XCOR Aerospace, one of a handful of U.S. firms developing suborbital spaceships, plans to build its vehicles and fly tourists, researchers and commercial payloads from the Kennedy Space Center in Florida, officials announced on Thursday.
The privately owned firm, currently based in Mojave, California, is developing a two-seat suborbital space plane called Lynx that is expected to debut by early 2013.
The company expects to fly four times daily, at a cost of $95,000 per person. The Lynx flights are similar to rides being offered aboard SpaceShipTwo, a six-passenger, two-pilot vehicle owned by Virgin Galactic, a U.S. offshoot of Richard Branson's London-based Virgin Group.
Virgin Galactic, which is selling rides for $200,000 per person, plans to fly from a new spaceport outside Las Cruces, New Mexico. Its first vehicle is undergoing testing in Mojave by manufacturer Scaled Composites, a subsidiary of Northrop Grumman.
Both spacecraft take off horizontally --- Lynx by its own engines and SpaceShipTwo from beneath a carrier aircraft -- then rocket themselves about 63 miles above the planet's surface before plunging back through the atmosphere.

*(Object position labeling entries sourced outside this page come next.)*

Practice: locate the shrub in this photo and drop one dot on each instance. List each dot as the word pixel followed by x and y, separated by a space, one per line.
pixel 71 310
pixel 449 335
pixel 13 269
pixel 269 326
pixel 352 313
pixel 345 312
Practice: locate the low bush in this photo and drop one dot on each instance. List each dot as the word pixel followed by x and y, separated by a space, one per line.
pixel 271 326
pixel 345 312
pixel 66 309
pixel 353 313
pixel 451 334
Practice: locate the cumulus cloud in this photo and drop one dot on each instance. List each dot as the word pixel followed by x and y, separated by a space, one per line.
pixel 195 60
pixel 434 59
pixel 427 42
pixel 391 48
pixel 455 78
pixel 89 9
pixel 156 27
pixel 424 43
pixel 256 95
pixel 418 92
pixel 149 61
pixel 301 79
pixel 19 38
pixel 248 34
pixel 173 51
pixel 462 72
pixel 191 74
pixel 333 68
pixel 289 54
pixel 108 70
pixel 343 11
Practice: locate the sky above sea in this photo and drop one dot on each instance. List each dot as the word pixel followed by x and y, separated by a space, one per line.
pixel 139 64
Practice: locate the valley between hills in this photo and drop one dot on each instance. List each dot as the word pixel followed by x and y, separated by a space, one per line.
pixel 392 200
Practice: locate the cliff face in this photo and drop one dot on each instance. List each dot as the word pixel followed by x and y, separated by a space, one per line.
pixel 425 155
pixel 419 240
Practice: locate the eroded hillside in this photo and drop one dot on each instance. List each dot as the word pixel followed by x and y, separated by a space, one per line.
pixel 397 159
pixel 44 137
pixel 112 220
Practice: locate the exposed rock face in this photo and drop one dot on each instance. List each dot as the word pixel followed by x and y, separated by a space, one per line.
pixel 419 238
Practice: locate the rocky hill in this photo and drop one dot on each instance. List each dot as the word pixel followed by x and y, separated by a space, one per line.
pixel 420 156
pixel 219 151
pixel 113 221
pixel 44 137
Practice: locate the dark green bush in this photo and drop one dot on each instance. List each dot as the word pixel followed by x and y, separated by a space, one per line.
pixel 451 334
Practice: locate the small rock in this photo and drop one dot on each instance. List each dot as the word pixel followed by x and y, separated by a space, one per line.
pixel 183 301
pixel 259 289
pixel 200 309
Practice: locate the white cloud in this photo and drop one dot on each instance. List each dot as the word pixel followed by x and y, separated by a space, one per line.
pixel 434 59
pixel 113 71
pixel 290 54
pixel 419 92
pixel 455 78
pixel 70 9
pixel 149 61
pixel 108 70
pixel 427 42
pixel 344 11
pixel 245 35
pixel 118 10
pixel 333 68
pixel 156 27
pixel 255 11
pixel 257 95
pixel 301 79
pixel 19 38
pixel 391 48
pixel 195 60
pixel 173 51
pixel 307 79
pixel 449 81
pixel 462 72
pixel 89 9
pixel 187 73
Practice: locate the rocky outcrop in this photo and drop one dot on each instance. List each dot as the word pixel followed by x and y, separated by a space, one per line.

The thrill ride gives fliers a few minutes to float in microgravity and a view of the Earth set against the blackness of space.
XCOR intends to fly Lynx from California, as well as Florida and several other sites around the world, primarily in partnership with companies and space agencies, similar to how airline manufacturers lease planes and pilots under so-called "wet lease" agreements.
NASA SHUTTLE FACILITY
XCOR evaluated several sites before settling on Florida. It was wooed in part by more than $4 million in state and local economic incentives and a skilled technical workforce idled by the end of NASA's space shuttle program last year.
The proposed site, to be located at the Shuttle Landing Facility, would include a hangar, flight operations center, manufacturing and assembly plants and a center to support space flight participants.
XCOR said it hopes to open its KSC site in October 2014. The company expects to employ about 150 engineers and technicians by the end of 2018, said chief operating officer Andrew Nelson.
Commercial suborbital spaceflights are expected to bring in between $600 million and $1.6 billion in revenue within a decade after the start of operations, a recent study commissioned by the U.S. government and the state of Florida shows.
"When you have a vehicle like Lynx flying you can expect to see technology clusters around it," Nelson told community leaders and guests at the Kennedy Space Center Visitor Complex on Thursday, where the Florida expansion was announced.
In the wake of the shuttles' retirement, NASA is in the midst of transforming its Florida launch site to handle a variety of government, commercial and military space and aviation projects.
XCOR previously announced it was moving its corporate headquarters and setting up a research and development center in Midland, Texas, lured in part by $10 million in financial incentives.
XCOR's agreement with NASA to use the Shuttle Landing Facility is still pending, said Frank DiBello, president of Space Florida, a state-backed economic agency that is brokering the deal and contributing $3 million to the project.